A report published by the Spanish website Rebelion confirmed that the mainstream American media exaggerated what it described as the lies of the government of then-US President George W. Bush, and distorted the facts about the Iraq file.

The report cited the example of Niger and said it inadvertently played a pivotal role in what was seen as one of the biggest U.S. foreign policy disasters of modern times. Without Niger, the United States might not have been able to start its illegal and disastrous war against Iraq.

On January 28, 2003, President George W. Bush referred to foreign-owned uranium mines in Niger, saying, "The British government has learned that Saddam Hussein recently tried to obtain large quantities of uranium from a country in Africa," Rebellion said.

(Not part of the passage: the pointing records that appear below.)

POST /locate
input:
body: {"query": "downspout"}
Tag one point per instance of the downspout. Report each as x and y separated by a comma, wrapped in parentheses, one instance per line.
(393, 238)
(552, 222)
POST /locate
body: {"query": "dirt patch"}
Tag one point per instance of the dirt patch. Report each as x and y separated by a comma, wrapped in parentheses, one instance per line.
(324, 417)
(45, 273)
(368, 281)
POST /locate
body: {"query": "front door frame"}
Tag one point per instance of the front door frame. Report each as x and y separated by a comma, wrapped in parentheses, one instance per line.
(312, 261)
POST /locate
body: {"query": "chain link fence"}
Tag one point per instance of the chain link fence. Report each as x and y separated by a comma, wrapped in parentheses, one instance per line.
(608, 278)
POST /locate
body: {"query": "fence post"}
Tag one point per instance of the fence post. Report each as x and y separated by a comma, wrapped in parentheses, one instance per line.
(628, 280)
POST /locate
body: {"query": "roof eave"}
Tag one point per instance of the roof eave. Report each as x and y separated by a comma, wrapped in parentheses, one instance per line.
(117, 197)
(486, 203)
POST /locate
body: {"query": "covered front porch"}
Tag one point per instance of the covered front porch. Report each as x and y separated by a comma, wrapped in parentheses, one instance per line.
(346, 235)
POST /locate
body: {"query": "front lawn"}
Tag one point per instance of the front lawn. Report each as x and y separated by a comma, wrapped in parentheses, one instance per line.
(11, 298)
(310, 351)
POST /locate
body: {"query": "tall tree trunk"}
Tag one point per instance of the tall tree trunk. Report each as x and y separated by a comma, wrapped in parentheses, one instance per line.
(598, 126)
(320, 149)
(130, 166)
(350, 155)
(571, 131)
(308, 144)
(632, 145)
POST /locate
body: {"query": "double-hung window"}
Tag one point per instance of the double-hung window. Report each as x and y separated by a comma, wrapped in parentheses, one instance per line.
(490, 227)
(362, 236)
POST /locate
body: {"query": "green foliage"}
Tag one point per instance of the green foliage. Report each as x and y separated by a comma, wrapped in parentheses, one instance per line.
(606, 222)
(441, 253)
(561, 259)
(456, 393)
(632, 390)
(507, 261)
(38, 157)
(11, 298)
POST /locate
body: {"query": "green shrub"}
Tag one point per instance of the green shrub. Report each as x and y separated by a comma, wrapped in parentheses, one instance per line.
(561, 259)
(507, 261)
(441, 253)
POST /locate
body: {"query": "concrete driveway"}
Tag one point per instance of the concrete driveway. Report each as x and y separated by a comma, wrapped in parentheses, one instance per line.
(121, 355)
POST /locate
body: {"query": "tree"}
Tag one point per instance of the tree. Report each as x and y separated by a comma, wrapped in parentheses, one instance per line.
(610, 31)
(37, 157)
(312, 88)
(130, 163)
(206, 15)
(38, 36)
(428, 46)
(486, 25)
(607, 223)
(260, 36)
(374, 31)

Bush based his statement on intelligence that the CIA believed was wrong, but which the Bush administration used to wage war in Iraq. That information indicated that former Iraqi President Saddam Hussein was secretly stockpiling weapons of mass destruction.

Months earlier, then-Bush National Security Adviser Condoleezza Rice warned against the threat of weapons of mass destruction, saying, "We don't want to wait for conclusive evidence until these weapons are used."

Bush used the same metaphor a month later, in a landmark speech in which he offered the arguments for invading Iraq: "In the face of clear evidence of danger, we cannot wait for the final proof."


Secretary of State Colin Powell gave a speech full of lies to the UN Security Council in 2003 to justify the invasion of Iraq, then said years later, "This speech was a stain on my career."

Months after the invasion, the New York Times published an article by the late Ambassador Joe Wilson, "What I Didn't Find in Africa," in which he recounted his February 2002 CIA-sponsored trip to Niger to assess the Bush administration's uranium claims.

Wilson told the CIA that he found no evidence that Niger had sold uranium to Iraq, and the article constituted an incontrovertible condemnation of the Bush administration, as it showed how it manipulated intelligence to promote an illegal war.

As these legal battles raged in Washington, D.C., the real war in Iraq was killing tens of thousands of Iraqi civilians and thousands of U.S.-led troops and a U.S.-led military coalition.

Millions of Iraqis became refugees and were later joined by millions of Syrians as the fallout from the war sparked by the U.S. invasion spread across the region.